На разгрузку вагона ушло три часа. Все устали с непривычки. Одежда перепачкана, лицо липкое от пота; хотелось снять всю одежду и вымыться горячей водой с мылом. Но не только помыться – даже обсушиться было негде. Да и некогда. Стали подъезжать грузовики с высокими бортами. Теперь нужно было перетаскивать мешки в кузова. Машины газовали и тряслись. Шофера показывали, как следует класть мешки, сопровождая объяснения жуткой руганью, а иногда и подзатыльниками. Заключённые суетились, мешали друг другу, роняли мешки на землю, спотыкались, падали. Состав с пустыми вагонами вдруг дёрнулся и поехал прочь. Но место недолго пустовало. Через несколько минут раздался паровозный гудок, и к платформе медленно подъехал новый поезд, гружённый всё той же мукой.
Заключённых поделили на две группы. Пока одна таскала мешки на грузовики, другая должна была разгружать прибывшие вагоны.
А солнце стояло уже высоко. Была середина дня. Пётр Поликарпович едва держался на ногах. Воздуха не хватало, сердце бешено гнало кровь по жилам, ноги дрожали, а руки ослабели и уже не могли удержать пятидесятикилограммовый мешок. Из последних сил Пётр Поликарпович цеплялся двумя руками за угол мешка, потом вдвоём с напарником они волочили этот куль до борта грузовика, переваливали через край и плелись обратно. Гора мешков на платформе не убывала. Надежды на скорый отдых и обед не было. Да и есть уже не хотелось. Всё сильнее мучила жажда. Глотка пересохла, язык казался шершавым и неповоротливым.
Пётр Поликарпович вдруг остановился, провёл рукавом по лбу.

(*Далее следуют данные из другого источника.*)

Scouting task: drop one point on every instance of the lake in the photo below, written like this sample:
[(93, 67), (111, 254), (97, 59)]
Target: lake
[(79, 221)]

– Слушай, браток, давай-ка погоди чуток. Нужно передохнуть малость, а то я упаду, – сказал напарнику. Тот лишь пожал плечами. Кажется, он не шибко-то и устал. Его простоватое деревенское лицо было спокойно. Сказали: тащи! – тащит. Скажут: брось! – немедленно бросит с равнодушным лицом. Скомандуют: вперёд! – побежит за милый мой. Будет с упоением кричать «ура» и колоть штыком неприятеля. Этакая покорность – она ведь неспроста. Это равнодушие и умение подчиняться – воспитываются с малолетства, впитываются с молоком матери. Это генетическая память поколений. И вся русская деревня такова! Зачем было этих покладистых работящих людей отрывать от земли и, заклеймив врагами и предателями, отправлять на работу за тридевять земель? Они бы усердно пахали и сеяли там, где родились. Они бы не роптали и обходились той малостью, что оставляла им советская власть – ровно столько, чтобы не подохнуть с голоду. Вот прямо теперь – взять бы и отпустить их всех домой! Они вернутся в свои деревни и станут благодарить гуманную советскую власть за чудесное избавление. Будут почитать за счастье каторжный труд от зари до зари. Потому что всё это дома, на родной земле, среди берёз и перелесков. Дома и умереть не страшно!